Nació el día 9 de junio de 1978, en Trombudo Central, estado de Santa Catarina, en el sur de Brasil (entre el océano Atlántico y Argentina). Entre cuento, novela y teatro ha publicado varios libros destacándose las siguientes obras: RG e outras dramatúrgias (Registro Civil y otras dramaturgias), recopilación de sus piezas de teatro, ganadora del Premio Elisabete Anderle 2009; una colección de cuentos, As certezas e as palabras (Las certezas y las palabras), obra ganadora del Premio Clarice Lispector, de la Fundación Biblioteca Nacional, en 2010; y su libro más conocido, la novela As fantasias eletivas (Las fantasías electivas), lanzada en Brasil en 2014 por la editora Record y, en España, por Maresia Libros. El libro une prosa, poesía y fotografía para reflexionar sobre la soledad y la creación literaria, mostrando cómo la literatura, la de verdad, está hecha más que todo de sangre.

Para el crítico literario Antonio Sáez Delgado, de El País, de España, “Las fantasías electivas es un libro plural que nos abre las puertas de una obra singular en la actual narrativa iberoamericana”. El libro fue lectura recomendada para los exámenes de admisión a las universidades del estado de Santa Catarina en 2016 y 2017, y escogido como la mejor novela de 2014 por la Academia Catarinense de Letras. Fue también finalista del Premio transnacional Océanos Itaú Cultural. Otra obra destacada es História da chuva (Historia de la lluvia —Record, 2015), considerada para la beca Petrobras Cultural y escogida como una de las 1,001 obras brasileñas que hay que leer antes de morir, por el sitio web homónimo.

Sus más recientes libros han recibido reseñas y notas destacadas en los principales diarios de Brasil: O Globo, Folha de São Paulo, Revista Cult, Revista Época, Jornal Rascunho, Gazeta do Povo, Estado de Minas, entre otros. Algunos de sus cuentos se han traducido al inglés, alemán, español e islandés.
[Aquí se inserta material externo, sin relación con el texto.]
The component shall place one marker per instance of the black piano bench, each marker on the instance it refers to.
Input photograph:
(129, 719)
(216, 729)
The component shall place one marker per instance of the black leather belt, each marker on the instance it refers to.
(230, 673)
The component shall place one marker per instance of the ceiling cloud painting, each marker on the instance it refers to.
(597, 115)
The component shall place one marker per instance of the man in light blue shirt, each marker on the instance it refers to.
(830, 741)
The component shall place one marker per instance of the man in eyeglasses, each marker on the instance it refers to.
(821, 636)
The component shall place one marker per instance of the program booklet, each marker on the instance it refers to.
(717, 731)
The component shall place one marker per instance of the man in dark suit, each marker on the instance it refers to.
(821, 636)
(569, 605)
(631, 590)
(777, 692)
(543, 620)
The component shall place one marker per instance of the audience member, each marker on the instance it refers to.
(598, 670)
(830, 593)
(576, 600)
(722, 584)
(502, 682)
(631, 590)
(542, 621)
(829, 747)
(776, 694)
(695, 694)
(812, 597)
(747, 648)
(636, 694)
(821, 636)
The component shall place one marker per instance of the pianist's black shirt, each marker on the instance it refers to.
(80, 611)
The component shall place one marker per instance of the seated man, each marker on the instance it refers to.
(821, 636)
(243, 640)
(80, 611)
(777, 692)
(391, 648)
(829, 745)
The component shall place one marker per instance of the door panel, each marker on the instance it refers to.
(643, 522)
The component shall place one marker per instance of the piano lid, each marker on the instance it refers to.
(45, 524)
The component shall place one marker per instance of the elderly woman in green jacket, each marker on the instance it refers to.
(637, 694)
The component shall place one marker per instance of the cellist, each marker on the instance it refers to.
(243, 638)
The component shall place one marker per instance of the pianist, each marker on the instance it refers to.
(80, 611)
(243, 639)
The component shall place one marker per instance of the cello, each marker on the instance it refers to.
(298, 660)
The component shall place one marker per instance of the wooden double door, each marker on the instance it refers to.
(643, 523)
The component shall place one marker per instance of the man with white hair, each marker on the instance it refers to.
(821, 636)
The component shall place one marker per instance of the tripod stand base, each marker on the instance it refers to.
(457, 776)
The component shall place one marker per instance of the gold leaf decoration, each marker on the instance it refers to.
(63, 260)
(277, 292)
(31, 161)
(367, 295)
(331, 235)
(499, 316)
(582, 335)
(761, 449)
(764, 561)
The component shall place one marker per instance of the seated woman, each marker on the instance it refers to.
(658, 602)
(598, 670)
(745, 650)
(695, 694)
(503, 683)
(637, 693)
Son de resaltar, asimismo, las acciones del escritor a favor de la difusión del libro y la lectura. En 2016 recibió la Medalla Cruz e Sousa del gobierno de la Provincia de Santa Catarina, el más alto honor en el área cultural, por sus innumerables servicios prestados al libro y a la lectura. Por otra parte, es editor asociado de la revista Pessoa, de São Paulo, única publicación destinada a la divulgación de la literatura lusófona en el país, desde 2014. Firma la columna de literatura del periódico Diário Catarinense todos los miércoles, desde 2014.

 

Fragmento de la novela
Las fantasías electivas



A.
Llegó sofocado al baño, se lavó la cara, se miró en el espejo.
Necesitaba controlarse, no podía echarlo todo a perder de nuevo, ella no se lo merecía. Pero era como un destornillador, que penetraba hondo, dilacerando su pecho. Y lloró una vez más, por ser débil, por no controlar a ese monstruo, por no estar curado.
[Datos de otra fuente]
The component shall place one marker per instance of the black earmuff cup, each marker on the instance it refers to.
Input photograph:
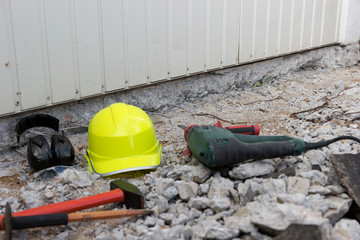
(62, 150)
(39, 153)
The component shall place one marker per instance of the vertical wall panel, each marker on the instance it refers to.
(159, 40)
(179, 12)
(7, 103)
(317, 23)
(231, 35)
(296, 28)
(260, 29)
(273, 31)
(113, 17)
(197, 38)
(88, 46)
(284, 40)
(307, 24)
(137, 42)
(214, 34)
(246, 30)
(329, 30)
(61, 42)
(30, 45)
(58, 50)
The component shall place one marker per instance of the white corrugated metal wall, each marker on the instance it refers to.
(53, 51)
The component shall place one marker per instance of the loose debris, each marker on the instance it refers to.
(256, 200)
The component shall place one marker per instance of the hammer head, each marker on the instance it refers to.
(133, 198)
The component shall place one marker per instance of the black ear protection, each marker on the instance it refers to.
(41, 154)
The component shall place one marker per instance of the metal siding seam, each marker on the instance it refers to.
(127, 81)
(18, 95)
(239, 30)
(253, 40)
(102, 58)
(280, 21)
(291, 26)
(189, 38)
(207, 32)
(322, 23)
(343, 22)
(170, 39)
(78, 91)
(148, 11)
(302, 25)
(47, 52)
(312, 25)
(267, 28)
(337, 21)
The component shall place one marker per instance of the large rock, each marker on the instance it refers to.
(338, 208)
(276, 217)
(187, 190)
(300, 232)
(252, 169)
(346, 229)
(298, 185)
(212, 229)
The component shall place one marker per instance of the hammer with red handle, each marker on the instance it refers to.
(120, 191)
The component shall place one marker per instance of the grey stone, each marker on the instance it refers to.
(199, 203)
(315, 177)
(278, 217)
(294, 198)
(219, 187)
(204, 188)
(31, 199)
(273, 187)
(211, 229)
(76, 177)
(181, 219)
(300, 232)
(252, 169)
(318, 203)
(240, 220)
(338, 207)
(248, 190)
(162, 184)
(346, 229)
(298, 185)
(319, 189)
(219, 204)
(187, 190)
(170, 193)
(167, 217)
(157, 201)
(201, 173)
(150, 222)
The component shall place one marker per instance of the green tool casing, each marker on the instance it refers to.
(217, 147)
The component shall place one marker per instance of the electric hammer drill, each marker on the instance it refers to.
(218, 147)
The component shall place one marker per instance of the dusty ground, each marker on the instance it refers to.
(312, 104)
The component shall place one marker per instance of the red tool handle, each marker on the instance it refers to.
(116, 195)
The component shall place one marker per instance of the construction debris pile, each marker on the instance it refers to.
(293, 197)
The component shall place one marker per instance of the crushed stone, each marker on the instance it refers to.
(191, 201)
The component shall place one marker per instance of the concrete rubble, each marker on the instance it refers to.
(313, 96)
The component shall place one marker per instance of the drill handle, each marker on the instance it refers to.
(260, 139)
(236, 152)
¿Sería ésta la palabra correcta, curado? ¿Cómo curarse de algo que forma parte de tu propia naturaleza? ¿Cómo separar el aceite y el agua después de mezclados? Había arruinado su vida de tal manera hacía unos años que, cuando se entregó  al mar, ni las olas lo quisieron, y una ola furiosa lo devolvió a la arena. Escupido por el mar y por la muerte, sólo le quedaba levantarse y caminar. ¿Estaría allá fuera aún? ¿O se habría ido, como tantas otras? Podía oír el runrún de las conversaciones en el restaurante: algunas parejas hablando alto, una música hortera de fondo, el ruido de los rudos camareros recogiendo los platos, el griterío en la cocina. Se miró de nuevo en el espejo, ahora los ojos enrojecidos necesitaban volver a la mesa, y él tenía que ser amable, brillar, y olvidar que la gente se mira, que el deseo no siempre es recíproco. Se acordó de su madre y de la primera vez que sintió celos, cuando su hermano mayor recibió el mejor regalo del padre y la mejor caricia de la madre. Todo eso sucedió hace mucho tiempo, en una Navidad cualquiera. Pero no fue sino muchos años después, al pensar en esa Navidad, cuando entendió que la vida es una colección de derrotas y victorias emocionales que se apilaban tras el ego.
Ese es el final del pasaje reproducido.